Yukinaga was also praised by Oda Nobunaga for defending the Oda territory in Seto Inland Sea from the Mori navy, which was noticeably unusual as Nobunaga normally did not pay attention to Hideyoshi's protegés.

==Appearance==
No contemporary portraits of Konishi survive. However, Jesuits' reports described him as tall and pale, unlike ordinary people.

The Veritable Records of King Seonjo described him as dignified, someone who should not be taken lightly.

==Popular culture==
Yukinaga is one of the few samurai who have more appearances in Korean pop culture than in Japanese pop culture.
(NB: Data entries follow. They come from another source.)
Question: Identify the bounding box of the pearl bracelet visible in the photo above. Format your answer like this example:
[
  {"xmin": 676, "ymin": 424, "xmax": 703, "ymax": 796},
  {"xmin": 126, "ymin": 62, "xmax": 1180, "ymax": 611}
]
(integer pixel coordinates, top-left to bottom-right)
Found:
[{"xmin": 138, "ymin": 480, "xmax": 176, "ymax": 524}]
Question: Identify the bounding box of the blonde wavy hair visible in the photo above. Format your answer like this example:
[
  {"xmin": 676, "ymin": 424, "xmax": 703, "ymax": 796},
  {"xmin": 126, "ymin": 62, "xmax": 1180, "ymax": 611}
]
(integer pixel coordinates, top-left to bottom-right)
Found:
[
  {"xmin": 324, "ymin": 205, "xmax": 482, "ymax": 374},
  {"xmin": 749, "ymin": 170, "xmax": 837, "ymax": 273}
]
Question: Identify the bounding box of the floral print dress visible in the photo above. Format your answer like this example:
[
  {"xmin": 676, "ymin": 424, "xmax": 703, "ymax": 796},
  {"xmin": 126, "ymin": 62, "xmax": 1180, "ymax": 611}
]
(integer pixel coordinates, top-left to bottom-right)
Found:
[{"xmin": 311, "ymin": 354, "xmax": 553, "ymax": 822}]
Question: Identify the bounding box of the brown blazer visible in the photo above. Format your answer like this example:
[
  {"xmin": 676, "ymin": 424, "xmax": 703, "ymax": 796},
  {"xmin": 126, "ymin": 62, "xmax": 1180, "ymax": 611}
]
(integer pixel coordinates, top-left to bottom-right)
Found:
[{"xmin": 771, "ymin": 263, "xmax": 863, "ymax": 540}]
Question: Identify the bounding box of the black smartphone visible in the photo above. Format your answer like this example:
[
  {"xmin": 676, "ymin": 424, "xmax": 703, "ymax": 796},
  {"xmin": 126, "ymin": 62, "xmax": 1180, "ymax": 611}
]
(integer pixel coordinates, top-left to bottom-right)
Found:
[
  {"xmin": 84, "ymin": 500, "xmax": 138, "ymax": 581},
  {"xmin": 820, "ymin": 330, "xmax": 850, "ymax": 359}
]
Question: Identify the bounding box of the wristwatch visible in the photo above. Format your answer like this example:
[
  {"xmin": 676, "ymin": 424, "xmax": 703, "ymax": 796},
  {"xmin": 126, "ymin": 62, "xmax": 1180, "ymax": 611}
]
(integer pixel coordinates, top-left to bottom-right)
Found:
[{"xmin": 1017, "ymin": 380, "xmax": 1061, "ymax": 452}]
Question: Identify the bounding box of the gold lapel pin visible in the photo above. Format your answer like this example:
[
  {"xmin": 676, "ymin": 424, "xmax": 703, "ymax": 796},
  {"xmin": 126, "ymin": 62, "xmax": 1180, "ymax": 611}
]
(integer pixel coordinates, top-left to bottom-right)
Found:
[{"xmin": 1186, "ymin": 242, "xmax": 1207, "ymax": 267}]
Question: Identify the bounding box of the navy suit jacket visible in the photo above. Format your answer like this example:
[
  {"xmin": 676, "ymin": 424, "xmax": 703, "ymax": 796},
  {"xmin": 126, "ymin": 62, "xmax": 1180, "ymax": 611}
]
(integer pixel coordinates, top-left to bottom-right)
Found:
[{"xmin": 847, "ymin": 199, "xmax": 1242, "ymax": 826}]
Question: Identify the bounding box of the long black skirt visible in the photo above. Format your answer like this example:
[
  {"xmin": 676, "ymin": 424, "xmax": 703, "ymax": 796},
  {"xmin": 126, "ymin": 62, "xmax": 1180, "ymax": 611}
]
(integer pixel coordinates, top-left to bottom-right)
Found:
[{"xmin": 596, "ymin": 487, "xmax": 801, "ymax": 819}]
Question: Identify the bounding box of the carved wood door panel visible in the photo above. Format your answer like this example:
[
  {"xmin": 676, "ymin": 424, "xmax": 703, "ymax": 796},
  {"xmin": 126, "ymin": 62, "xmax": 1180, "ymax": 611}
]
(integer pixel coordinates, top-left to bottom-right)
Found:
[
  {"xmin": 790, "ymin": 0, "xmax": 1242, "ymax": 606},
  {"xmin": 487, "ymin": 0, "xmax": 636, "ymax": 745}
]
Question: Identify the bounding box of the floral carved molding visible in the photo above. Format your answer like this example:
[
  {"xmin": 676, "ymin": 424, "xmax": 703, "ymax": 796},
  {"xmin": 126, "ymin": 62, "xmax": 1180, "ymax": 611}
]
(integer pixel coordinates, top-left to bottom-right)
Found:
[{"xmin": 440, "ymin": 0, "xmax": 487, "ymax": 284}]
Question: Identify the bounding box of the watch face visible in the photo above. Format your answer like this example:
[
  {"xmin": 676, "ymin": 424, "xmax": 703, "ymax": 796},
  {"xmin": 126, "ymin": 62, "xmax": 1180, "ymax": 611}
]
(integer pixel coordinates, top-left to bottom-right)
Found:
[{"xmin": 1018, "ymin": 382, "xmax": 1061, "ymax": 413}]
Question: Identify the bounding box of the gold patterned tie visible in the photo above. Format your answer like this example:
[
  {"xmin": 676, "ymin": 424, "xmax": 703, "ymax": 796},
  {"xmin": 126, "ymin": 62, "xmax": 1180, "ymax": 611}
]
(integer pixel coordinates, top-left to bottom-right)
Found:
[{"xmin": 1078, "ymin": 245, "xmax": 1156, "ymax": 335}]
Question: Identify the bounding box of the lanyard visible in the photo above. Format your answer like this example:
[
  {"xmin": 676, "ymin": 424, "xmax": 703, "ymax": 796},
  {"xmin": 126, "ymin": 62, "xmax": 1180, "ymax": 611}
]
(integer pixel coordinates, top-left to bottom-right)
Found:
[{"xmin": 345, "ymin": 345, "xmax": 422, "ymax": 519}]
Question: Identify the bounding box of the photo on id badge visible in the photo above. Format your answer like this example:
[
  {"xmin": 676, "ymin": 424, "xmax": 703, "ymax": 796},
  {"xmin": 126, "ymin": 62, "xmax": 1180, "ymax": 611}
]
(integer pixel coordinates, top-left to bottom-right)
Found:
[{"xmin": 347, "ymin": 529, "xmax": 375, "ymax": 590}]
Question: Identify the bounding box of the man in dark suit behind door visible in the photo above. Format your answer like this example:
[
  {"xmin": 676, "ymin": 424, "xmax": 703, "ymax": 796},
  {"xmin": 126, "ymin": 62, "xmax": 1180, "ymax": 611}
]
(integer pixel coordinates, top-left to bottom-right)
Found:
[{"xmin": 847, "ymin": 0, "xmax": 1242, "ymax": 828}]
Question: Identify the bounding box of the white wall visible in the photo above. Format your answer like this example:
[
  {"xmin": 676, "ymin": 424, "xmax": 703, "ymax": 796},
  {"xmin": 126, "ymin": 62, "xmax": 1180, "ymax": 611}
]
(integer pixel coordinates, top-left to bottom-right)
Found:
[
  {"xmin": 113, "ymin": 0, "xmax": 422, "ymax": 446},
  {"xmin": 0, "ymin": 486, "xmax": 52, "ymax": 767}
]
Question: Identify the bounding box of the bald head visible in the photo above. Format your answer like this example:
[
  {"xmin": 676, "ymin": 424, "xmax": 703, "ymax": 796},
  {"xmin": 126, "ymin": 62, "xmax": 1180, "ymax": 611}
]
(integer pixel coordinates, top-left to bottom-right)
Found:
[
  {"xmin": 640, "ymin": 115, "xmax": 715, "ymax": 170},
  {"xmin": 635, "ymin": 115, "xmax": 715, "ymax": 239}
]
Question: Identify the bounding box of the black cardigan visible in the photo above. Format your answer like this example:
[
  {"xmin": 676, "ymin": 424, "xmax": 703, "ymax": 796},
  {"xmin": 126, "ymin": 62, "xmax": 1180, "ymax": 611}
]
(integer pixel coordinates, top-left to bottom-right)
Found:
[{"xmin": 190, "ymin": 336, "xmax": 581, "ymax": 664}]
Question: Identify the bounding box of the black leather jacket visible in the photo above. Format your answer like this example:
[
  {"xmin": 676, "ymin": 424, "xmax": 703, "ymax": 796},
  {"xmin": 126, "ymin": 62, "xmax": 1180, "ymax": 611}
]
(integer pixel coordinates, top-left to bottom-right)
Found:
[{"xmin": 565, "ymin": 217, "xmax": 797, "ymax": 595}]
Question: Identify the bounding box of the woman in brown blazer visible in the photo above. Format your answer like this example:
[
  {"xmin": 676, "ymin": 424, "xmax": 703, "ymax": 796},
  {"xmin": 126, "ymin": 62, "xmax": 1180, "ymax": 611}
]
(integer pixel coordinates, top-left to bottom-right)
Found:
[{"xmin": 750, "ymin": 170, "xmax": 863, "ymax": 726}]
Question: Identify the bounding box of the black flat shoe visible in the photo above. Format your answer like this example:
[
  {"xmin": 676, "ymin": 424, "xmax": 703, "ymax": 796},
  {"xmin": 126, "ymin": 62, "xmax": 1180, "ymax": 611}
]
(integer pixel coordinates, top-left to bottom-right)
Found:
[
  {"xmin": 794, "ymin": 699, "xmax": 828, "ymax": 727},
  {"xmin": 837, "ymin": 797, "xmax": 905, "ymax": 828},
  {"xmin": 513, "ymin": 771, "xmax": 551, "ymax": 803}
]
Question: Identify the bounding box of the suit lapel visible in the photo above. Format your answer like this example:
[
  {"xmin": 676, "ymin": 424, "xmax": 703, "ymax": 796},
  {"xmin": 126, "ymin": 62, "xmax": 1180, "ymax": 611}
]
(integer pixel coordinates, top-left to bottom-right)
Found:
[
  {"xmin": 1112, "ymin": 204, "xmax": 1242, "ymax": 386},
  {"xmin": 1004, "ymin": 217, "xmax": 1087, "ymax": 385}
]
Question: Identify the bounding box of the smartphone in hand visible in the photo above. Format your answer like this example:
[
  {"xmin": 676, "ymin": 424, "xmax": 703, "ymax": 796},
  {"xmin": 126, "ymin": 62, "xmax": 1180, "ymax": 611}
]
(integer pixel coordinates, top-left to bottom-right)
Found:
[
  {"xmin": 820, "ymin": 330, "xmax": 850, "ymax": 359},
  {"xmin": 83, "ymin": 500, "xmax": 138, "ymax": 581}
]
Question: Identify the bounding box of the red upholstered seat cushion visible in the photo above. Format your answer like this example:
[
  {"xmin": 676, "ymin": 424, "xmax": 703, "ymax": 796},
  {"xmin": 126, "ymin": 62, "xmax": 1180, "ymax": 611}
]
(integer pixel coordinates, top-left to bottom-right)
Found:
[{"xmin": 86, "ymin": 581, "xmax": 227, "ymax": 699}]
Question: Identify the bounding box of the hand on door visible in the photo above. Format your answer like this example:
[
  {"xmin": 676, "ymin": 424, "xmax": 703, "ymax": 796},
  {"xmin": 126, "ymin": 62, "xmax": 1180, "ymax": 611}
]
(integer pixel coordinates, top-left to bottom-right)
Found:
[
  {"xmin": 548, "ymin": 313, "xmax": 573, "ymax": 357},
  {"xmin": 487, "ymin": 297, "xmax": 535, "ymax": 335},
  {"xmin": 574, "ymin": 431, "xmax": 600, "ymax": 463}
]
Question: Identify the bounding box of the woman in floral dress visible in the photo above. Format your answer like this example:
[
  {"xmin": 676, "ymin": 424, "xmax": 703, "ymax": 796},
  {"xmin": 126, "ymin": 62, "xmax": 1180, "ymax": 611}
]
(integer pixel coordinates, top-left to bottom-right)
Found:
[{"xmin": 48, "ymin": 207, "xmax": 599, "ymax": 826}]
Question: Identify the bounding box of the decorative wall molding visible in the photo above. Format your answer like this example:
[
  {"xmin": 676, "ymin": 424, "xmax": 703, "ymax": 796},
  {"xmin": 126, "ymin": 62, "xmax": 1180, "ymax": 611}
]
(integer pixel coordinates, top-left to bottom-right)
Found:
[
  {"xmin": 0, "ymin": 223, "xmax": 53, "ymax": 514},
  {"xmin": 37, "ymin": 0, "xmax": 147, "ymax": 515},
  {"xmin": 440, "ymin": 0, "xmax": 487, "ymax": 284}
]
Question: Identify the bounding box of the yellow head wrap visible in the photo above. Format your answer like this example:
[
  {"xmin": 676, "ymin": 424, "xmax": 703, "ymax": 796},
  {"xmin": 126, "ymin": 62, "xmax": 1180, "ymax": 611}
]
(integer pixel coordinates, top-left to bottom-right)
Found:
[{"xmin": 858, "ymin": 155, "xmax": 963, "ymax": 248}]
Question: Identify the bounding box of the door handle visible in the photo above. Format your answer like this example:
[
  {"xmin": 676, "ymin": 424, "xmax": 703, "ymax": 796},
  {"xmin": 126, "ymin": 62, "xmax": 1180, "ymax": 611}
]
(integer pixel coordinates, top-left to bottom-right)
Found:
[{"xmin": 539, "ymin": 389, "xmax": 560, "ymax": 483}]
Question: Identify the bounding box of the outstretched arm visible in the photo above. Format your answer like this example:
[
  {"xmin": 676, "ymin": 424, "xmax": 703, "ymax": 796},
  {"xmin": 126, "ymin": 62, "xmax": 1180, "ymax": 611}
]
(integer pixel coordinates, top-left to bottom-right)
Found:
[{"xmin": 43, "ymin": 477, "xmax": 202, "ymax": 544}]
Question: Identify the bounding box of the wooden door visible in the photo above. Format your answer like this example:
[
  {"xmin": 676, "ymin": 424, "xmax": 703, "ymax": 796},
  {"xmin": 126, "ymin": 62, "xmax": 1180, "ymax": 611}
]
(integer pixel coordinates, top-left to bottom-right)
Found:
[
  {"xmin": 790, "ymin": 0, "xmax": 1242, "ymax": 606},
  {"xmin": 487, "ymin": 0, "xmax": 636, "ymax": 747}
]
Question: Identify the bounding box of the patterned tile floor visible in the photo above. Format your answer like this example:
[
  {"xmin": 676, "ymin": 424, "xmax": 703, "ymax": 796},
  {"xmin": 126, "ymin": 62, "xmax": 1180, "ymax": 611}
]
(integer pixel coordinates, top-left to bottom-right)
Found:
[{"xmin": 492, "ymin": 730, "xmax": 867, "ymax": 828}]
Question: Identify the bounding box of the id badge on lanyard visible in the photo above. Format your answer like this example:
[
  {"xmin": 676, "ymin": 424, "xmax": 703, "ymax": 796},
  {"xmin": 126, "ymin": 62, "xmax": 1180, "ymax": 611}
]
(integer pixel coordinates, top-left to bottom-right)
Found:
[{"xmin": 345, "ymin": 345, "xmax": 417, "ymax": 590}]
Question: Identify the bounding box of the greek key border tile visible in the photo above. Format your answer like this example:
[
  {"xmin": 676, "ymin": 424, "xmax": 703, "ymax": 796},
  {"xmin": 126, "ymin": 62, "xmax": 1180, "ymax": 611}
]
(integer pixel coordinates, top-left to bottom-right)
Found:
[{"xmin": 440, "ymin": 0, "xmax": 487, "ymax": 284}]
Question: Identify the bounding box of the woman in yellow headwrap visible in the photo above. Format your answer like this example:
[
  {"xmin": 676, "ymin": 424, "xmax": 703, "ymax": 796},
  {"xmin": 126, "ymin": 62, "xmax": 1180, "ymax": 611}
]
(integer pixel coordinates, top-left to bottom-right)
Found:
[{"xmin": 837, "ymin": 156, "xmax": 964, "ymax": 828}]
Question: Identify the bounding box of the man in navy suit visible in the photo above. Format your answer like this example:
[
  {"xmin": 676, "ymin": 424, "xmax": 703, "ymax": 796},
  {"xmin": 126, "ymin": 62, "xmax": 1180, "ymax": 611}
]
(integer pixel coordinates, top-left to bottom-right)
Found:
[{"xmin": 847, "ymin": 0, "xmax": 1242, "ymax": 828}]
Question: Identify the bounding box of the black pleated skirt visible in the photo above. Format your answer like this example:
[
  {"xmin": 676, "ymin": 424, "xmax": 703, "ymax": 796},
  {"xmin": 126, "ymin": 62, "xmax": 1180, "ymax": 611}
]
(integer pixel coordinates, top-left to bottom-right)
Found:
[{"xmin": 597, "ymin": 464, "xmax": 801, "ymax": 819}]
He often appeared as a major villain in Korean dramas. He was treated more sympathetically in novels. The Korean novel 7 nyeon jeonjaeng, by Kim Seong-han, portrayed him as a tragic anti-hero who tried to stop Hideyoshi's invasion of Korea to no avail.

Award-winning Japanese novelist Shūsaku Endō portrayed him as being jealous of Takayama Ukon, who was able to gracefully abandon everything and devote his entire life to God. Yukinaga was described as a "weak man" who suffered an inferiority complex from being unable to abandon the muddy world and live a clean life as a Christian. Endo's Yukinaga was, in fact, a person who endured a heavy cross without abandoning it even if he had to crawl on the dirt and he did it without expecting anything in return.

===Television===
- Portrayed by Jung Sung-ho in the 2004-2005 KBS1 TV series Immortal Admiral Yi Sun-sin.
- Portrayed by Lee Kwang-Ki in the 2015 KBS1 TV series Jingbirok.
- Portrayed by Park Dong-Ha in the 2016 KBS1 TV series Imjin War 1592

===Books===
- Tetsu no Kubikase by Shūsaku Endō (1977).
- Shukuteki by Shūsaku Endō (1985).
- 7 nyeon jeonjaeng by Kim Seong-han (1985).

===Games===
- Appears as a character in the video game Pokémon Conquest. His partner Pokémon is Audino.
- Appears as a character in the video game Saihai no Yukue.